'The Eddy' movie review: Too offbeat for its own good

The actors in The Eddy deliver raw and searingly honest performances, but an acting exercise doesn’t necessarily mean great storytelling
Still from the film 'The Eddy'
Still from the film 'The Eddy'

Almost every major international publication announced The Eddy as the new creation of director Damien Chazelle (Whiplash, La La Land). Having seen the new Netflix series, I learned that that credit is reserved for Jack Thorne with Chazelle directing only the first two episodes. It makes sense why Chazelle was tasked to lay the foundation stone. Music is his pet subject, and as in all of the filmmaker’s earlier films, sans First Man, music has a prominent presence in The Eddy, named after the Paris jazz club owned by Elliott (Andre Holland from Moonlight). He is a well-known name in the jazz scene, but the club is not doing too well at the moment.

When the first episode opens, we find Elliott at his bar, in a disenchanted state. The music is weak. It doesn’t have the necessary emotion and energy. He feels it, and so do we. It sometimes rises and falls with varying, and, occasionally bizarre rhythms. The same quality is reflected in the characters and storytelling too. I understand it’s intentional, but it’s not helpful if one is looking for potential binge-watch material. It not only wants to be about jazz but also family and crime. I don’t want to spoil the details for obvious reasons. But this isn’t the riveting stuff found in far superior crime shows. The Eddy is more interested in following its characters, exploring their angst and observing their unpleasant interactions, sometimes with their family members. This is mostly a story of broken relationships—between parents and children; between siblings.

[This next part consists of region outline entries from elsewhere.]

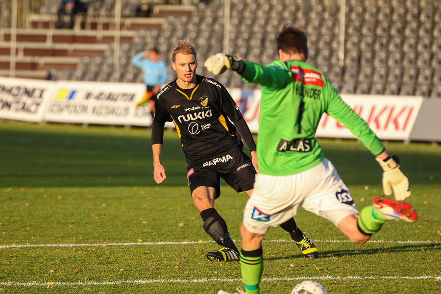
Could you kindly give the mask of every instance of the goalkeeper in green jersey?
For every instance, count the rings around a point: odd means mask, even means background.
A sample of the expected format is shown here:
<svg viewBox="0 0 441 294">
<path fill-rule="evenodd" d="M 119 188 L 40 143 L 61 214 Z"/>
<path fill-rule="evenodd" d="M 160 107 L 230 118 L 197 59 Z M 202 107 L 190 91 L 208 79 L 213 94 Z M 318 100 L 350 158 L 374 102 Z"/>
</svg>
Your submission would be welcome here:
<svg viewBox="0 0 441 294">
<path fill-rule="evenodd" d="M 351 242 L 363 244 L 390 220 L 415 221 L 407 178 L 397 157 L 391 156 L 366 122 L 342 99 L 323 74 L 306 63 L 302 29 L 284 25 L 276 40 L 278 60 L 269 66 L 218 53 L 204 65 L 215 74 L 227 69 L 262 85 L 257 139 L 259 173 L 245 207 L 241 228 L 240 261 L 246 294 L 260 293 L 263 269 L 262 241 L 270 226 L 296 215 L 297 208 L 332 222 Z M 376 156 L 384 171 L 386 195 L 359 212 L 347 187 L 315 139 L 323 113 L 342 123 Z M 222 290 L 219 294 L 226 292 Z"/>
</svg>

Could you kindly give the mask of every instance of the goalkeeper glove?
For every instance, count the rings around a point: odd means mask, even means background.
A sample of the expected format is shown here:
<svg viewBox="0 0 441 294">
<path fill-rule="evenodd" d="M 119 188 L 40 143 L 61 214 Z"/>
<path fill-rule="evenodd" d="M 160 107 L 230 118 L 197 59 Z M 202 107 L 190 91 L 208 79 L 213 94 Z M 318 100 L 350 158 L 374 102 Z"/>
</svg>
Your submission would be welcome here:
<svg viewBox="0 0 441 294">
<path fill-rule="evenodd" d="M 410 196 L 409 180 L 400 170 L 400 166 L 398 165 L 400 160 L 398 156 L 394 155 L 386 161 L 377 158 L 375 160 L 384 171 L 383 173 L 383 190 L 385 195 L 391 195 L 393 191 L 395 199 L 398 201 L 402 201 Z"/>
<path fill-rule="evenodd" d="M 214 74 L 221 74 L 227 69 L 237 71 L 243 62 L 241 58 L 234 55 L 218 53 L 207 58 L 204 66 Z"/>
</svg>

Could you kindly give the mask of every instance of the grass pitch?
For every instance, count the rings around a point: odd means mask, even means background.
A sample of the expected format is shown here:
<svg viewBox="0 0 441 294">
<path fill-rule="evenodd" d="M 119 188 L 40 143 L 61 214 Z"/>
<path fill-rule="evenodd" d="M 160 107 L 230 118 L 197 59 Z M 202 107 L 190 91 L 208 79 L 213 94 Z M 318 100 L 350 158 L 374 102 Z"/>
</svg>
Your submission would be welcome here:
<svg viewBox="0 0 441 294">
<path fill-rule="evenodd" d="M 381 170 L 353 140 L 320 140 L 361 209 L 381 193 Z M 298 226 L 320 258 L 300 255 L 272 228 L 263 244 L 264 294 L 301 280 L 329 294 L 441 293 L 441 147 L 386 142 L 401 159 L 414 223 L 389 221 L 364 245 L 299 210 Z M 174 132 L 166 132 L 167 179 L 153 179 L 145 129 L 0 122 L 0 293 L 234 293 L 238 263 L 210 262 L 218 246 L 193 205 Z M 240 239 L 245 193 L 224 184 L 216 209 Z"/>
</svg>

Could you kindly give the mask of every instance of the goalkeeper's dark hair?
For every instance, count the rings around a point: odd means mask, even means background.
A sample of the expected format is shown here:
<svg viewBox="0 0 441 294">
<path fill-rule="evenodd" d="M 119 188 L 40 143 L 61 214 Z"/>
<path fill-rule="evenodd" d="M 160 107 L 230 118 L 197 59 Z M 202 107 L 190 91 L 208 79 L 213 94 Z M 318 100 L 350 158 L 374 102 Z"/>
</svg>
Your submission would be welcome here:
<svg viewBox="0 0 441 294">
<path fill-rule="evenodd" d="M 179 53 L 183 54 L 184 55 L 193 54 L 195 56 L 195 60 L 196 59 L 196 47 L 192 43 L 188 43 L 185 39 L 181 40 L 174 47 L 174 49 L 173 53 L 172 53 L 172 61 L 173 62 L 176 61 L 176 55 Z"/>
<path fill-rule="evenodd" d="M 308 38 L 301 27 L 291 23 L 283 25 L 276 39 L 277 51 L 281 49 L 286 53 L 303 53 L 308 57 Z"/>
</svg>

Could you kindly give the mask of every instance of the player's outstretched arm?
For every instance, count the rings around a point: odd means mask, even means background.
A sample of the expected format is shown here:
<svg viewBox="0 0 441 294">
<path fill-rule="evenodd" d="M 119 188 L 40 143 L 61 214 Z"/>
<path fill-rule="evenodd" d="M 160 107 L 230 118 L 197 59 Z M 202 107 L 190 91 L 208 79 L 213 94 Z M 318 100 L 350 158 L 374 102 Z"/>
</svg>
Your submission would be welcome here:
<svg viewBox="0 0 441 294">
<path fill-rule="evenodd" d="M 162 152 L 162 144 L 153 144 L 151 146 L 153 154 L 153 178 L 158 184 L 161 184 L 167 176 L 165 170 L 161 164 L 161 154 Z"/>
<path fill-rule="evenodd" d="M 395 199 L 398 201 L 402 201 L 410 196 L 409 180 L 400 170 L 398 156 L 391 156 L 385 150 L 377 155 L 375 159 L 384 171 L 383 190 L 384 195 L 389 196 L 393 192 Z"/>
<path fill-rule="evenodd" d="M 204 66 L 214 74 L 221 74 L 227 69 L 232 70 L 240 74 L 244 71 L 245 64 L 242 59 L 234 55 L 217 53 L 207 58 L 204 63 Z"/>
</svg>

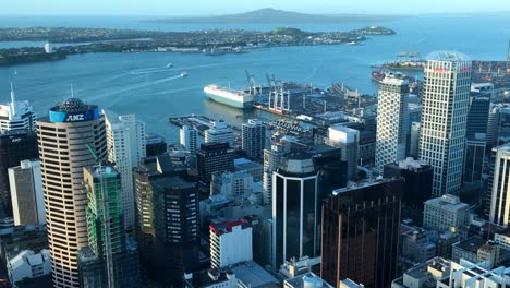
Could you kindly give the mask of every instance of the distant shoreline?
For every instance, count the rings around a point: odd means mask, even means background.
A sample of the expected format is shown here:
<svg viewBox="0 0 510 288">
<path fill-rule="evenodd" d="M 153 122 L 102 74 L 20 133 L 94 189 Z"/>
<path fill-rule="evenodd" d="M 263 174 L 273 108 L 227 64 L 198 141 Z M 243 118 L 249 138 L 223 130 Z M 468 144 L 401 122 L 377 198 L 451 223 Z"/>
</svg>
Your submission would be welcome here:
<svg viewBox="0 0 510 288">
<path fill-rule="evenodd" d="M 69 55 L 93 52 L 194 52 L 207 56 L 243 53 L 255 48 L 317 45 L 363 45 L 366 36 L 394 35 L 381 26 L 348 32 L 304 32 L 278 28 L 271 32 L 208 29 L 195 32 L 151 32 L 105 28 L 0 28 L 0 41 L 68 43 L 45 51 L 38 47 L 0 49 L 0 65 L 58 61 Z M 84 44 L 85 43 L 85 44 Z M 76 44 L 76 45 L 74 45 Z"/>
</svg>

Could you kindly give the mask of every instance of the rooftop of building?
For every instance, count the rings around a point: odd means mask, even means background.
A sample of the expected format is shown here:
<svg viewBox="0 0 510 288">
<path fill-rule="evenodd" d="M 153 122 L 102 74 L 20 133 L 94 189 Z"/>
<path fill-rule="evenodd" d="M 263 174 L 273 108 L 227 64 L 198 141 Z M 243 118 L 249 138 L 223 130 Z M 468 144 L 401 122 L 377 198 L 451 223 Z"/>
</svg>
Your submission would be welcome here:
<svg viewBox="0 0 510 288">
<path fill-rule="evenodd" d="M 470 205 L 460 202 L 460 199 L 456 195 L 445 194 L 440 197 L 427 200 L 425 206 L 435 206 L 444 211 L 457 212 L 459 209 L 466 209 Z"/>
<path fill-rule="evenodd" d="M 465 240 L 454 243 L 453 247 L 462 249 L 470 253 L 477 253 L 478 249 L 483 247 L 486 241 L 482 237 L 473 236 Z"/>
<path fill-rule="evenodd" d="M 279 284 L 277 278 L 253 261 L 238 263 L 229 268 L 235 274 L 239 281 L 244 284 L 243 287 L 269 288 Z"/>
<path fill-rule="evenodd" d="M 165 137 L 156 133 L 146 133 L 145 141 L 147 144 L 156 144 L 165 142 Z"/>
<path fill-rule="evenodd" d="M 26 134 L 33 134 L 35 135 L 35 132 L 27 130 L 27 129 L 22 129 L 22 130 L 9 130 L 9 131 L 0 131 L 0 137 L 2 139 L 8 139 L 8 137 L 20 137 L 24 136 Z"/>
<path fill-rule="evenodd" d="M 277 172 L 289 177 L 307 177 L 315 175 L 315 165 L 309 154 L 294 153 L 281 160 Z"/>
<path fill-rule="evenodd" d="M 461 52 L 440 50 L 434 51 L 427 56 L 428 61 L 470 61 L 471 59 Z"/>
<path fill-rule="evenodd" d="M 168 177 L 160 177 L 156 178 L 150 183 L 154 187 L 159 187 L 162 190 L 168 190 L 168 189 L 193 189 L 195 188 L 195 183 L 187 182 L 181 177 L 178 176 L 168 176 Z"/>
<path fill-rule="evenodd" d="M 307 272 L 303 275 L 287 279 L 286 283 L 293 288 L 305 288 L 305 287 L 324 287 L 332 288 L 331 285 L 323 280 L 319 276 L 312 272 Z"/>
<path fill-rule="evenodd" d="M 233 272 L 221 272 L 218 269 L 205 269 L 184 275 L 184 281 L 191 287 L 209 287 L 214 284 L 220 284 L 235 277 Z"/>
<path fill-rule="evenodd" d="M 250 221 L 243 218 L 240 218 L 236 220 L 222 220 L 222 221 L 211 223 L 209 225 L 210 230 L 214 231 L 217 236 L 230 233 L 232 232 L 232 229 L 234 227 L 241 227 L 241 229 L 246 229 L 246 228 L 251 228 L 252 225 Z"/>
<path fill-rule="evenodd" d="M 397 178 L 398 179 L 398 178 Z M 396 181 L 396 178 L 378 178 L 378 179 L 366 179 L 357 182 L 350 182 L 349 187 L 336 189 L 332 191 L 333 195 L 345 193 L 352 190 L 364 189 L 373 185 L 379 185 L 382 183 L 390 183 Z"/>
<path fill-rule="evenodd" d="M 422 160 L 415 160 L 412 157 L 405 158 L 405 160 L 399 161 L 399 167 L 402 169 L 408 169 L 408 170 L 416 170 L 416 169 L 422 169 L 422 168 L 430 168 L 432 166 L 428 165 L 426 161 Z"/>
<path fill-rule="evenodd" d="M 101 177 L 117 177 L 120 178 L 120 173 L 113 166 L 110 165 L 94 165 L 85 168 L 94 179 L 99 179 Z"/>
<path fill-rule="evenodd" d="M 85 112 L 93 108 L 97 108 L 95 105 L 87 105 L 82 101 L 80 98 L 71 97 L 64 100 L 63 103 L 59 103 L 51 108 L 52 111 L 58 112 L 68 112 L 68 113 L 76 113 L 76 112 Z"/>
<path fill-rule="evenodd" d="M 201 151 L 229 149 L 229 143 L 208 142 L 201 144 Z"/>
<path fill-rule="evenodd" d="M 238 168 L 238 170 L 250 170 L 264 167 L 262 164 L 248 160 L 246 158 L 234 159 L 234 166 Z"/>
</svg>

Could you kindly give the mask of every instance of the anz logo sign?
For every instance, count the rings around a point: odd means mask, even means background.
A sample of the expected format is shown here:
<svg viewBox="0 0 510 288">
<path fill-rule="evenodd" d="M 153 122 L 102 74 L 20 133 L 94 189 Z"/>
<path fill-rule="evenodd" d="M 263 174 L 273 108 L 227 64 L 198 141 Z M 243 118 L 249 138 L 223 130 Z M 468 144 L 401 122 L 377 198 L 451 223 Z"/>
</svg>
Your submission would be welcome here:
<svg viewBox="0 0 510 288">
<path fill-rule="evenodd" d="M 81 112 L 64 112 L 64 111 L 51 111 L 49 112 L 50 121 L 53 123 L 62 122 L 83 122 L 99 119 L 99 109 L 95 107 L 88 111 Z"/>
<path fill-rule="evenodd" d="M 85 115 L 68 115 L 65 122 L 80 122 L 85 120 Z"/>
</svg>

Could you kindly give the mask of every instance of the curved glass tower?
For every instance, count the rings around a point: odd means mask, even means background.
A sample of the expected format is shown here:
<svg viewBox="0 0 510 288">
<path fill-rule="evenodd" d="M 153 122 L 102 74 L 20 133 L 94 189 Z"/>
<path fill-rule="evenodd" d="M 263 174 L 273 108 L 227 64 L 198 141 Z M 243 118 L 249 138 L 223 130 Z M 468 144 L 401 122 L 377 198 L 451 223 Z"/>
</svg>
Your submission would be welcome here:
<svg viewBox="0 0 510 288">
<path fill-rule="evenodd" d="M 80 287 L 76 252 L 88 244 L 83 168 L 107 154 L 99 109 L 70 98 L 37 121 L 53 287 Z"/>
</svg>

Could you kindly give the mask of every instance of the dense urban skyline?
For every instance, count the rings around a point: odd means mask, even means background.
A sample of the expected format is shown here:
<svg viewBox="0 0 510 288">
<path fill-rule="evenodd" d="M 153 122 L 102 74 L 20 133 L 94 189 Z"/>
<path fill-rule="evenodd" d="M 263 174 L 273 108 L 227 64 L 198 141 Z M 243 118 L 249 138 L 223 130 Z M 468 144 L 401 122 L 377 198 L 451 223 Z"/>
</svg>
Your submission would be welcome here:
<svg viewBox="0 0 510 288">
<path fill-rule="evenodd" d="M 174 2 L 165 0 L 112 0 L 112 1 L 7 1 L 2 3 L 3 15 L 155 15 L 155 16 L 186 16 L 186 15 L 221 15 L 226 13 L 241 13 L 262 8 L 275 8 L 302 13 L 320 14 L 427 14 L 427 13 L 479 13 L 510 11 L 510 3 L 505 0 L 465 1 L 465 0 L 420 0 L 412 5 L 403 0 L 377 1 L 363 0 L 340 2 L 335 0 L 318 1 L 246 1 L 240 3 L 233 0 L 194 0 Z M 508 15 L 508 13 L 507 13 Z"/>
<path fill-rule="evenodd" d="M 0 5 L 0 288 L 509 286 L 509 4 L 269 5 Z"/>
</svg>

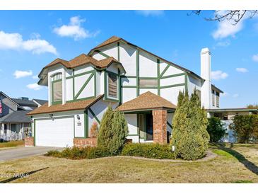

Like Into the Night, a recent Netflix release, The Eddy devotes each episode to a character. However, unlike that show, this one spends a lot of time with some characters. The filmmakers’ passion for their material certainly comes through, but it’s not easy to sit through something that feels more like an acting exercise. The overall offbeat nature of the series requires a tremendous amount of patience.

One particular episode is dedicated entirely to a funeral—you are made to go through the before and after rituals—while another one is about a bassist who has to endure the pain of watching his former flame get married to someone else. It’s this sudden attention to background characters who up until that point didn’t seem important that makes the whole thing such a drag. To give a sense of the show’s jarring quality, there is a scene, right before the funeral begins, where Elliott and his daughter witness a group of nude protesters cycling past them.  

The actors deliver raw and searingly honest performances, but The Eddy doesn’t give us one likeable character and that works to the show’s detriment. The only likeable character is let go in the first episode itself. Not that I have a problem with unlikeable characters, but I’d rather watch them in a two-hour film than an eight-hour series. I find it easier to sit through a series if it features at least one character worth rooting for, even if they have shades of grey. None of the characters is interesting enough to warrant spending eight hours with them.

I’ve noticed that some of the recent shows from Netflix have a complicated father-daughter bond at its core. Elliott, who is divorced, spends a significant amount of time trying to control his teenage daughter Julie (Amandla Stenberg in a scene-stealing performance). She takes us to some of the most uncomfortable places in the story. But so do the others. My interest in the series has mostly to do with my interest in jazz, but the music doesn’t have that eargasmic quality I was expecting. Again, I’m assuming it’s meant to be that way. Perhaps it would’ve been easier had they gone with pre-existing music and not original material which, after a point, is nothing but noise. But not all of it is bad. We also get some nicely written music moments, like how an unforeseen tragic situation gives an initially bland song a much-needed warmth the second time around.

The overall visual style is unappealing, often emulating the cinema verite look of the French New Wave. This is not the Paris from the postcards, paintings or desktop wallpapers. The Paris here is stripped of all its beauty and allure. At times, it resembles a John Cassavetes film. Elliott and his girlfriend Maja (Joanna Kulig from Cold War) are to this series what Cassavetes and Gena Rowlands were to—well, all the films they did together. Watching The Eddy is akin to eating something nutritious and bitter at the same time. Sure, every actor is in top form, but then an acting exercise doesn’t necessarily mean great storytelling. To quote JK Simmons: Not quite my tempo.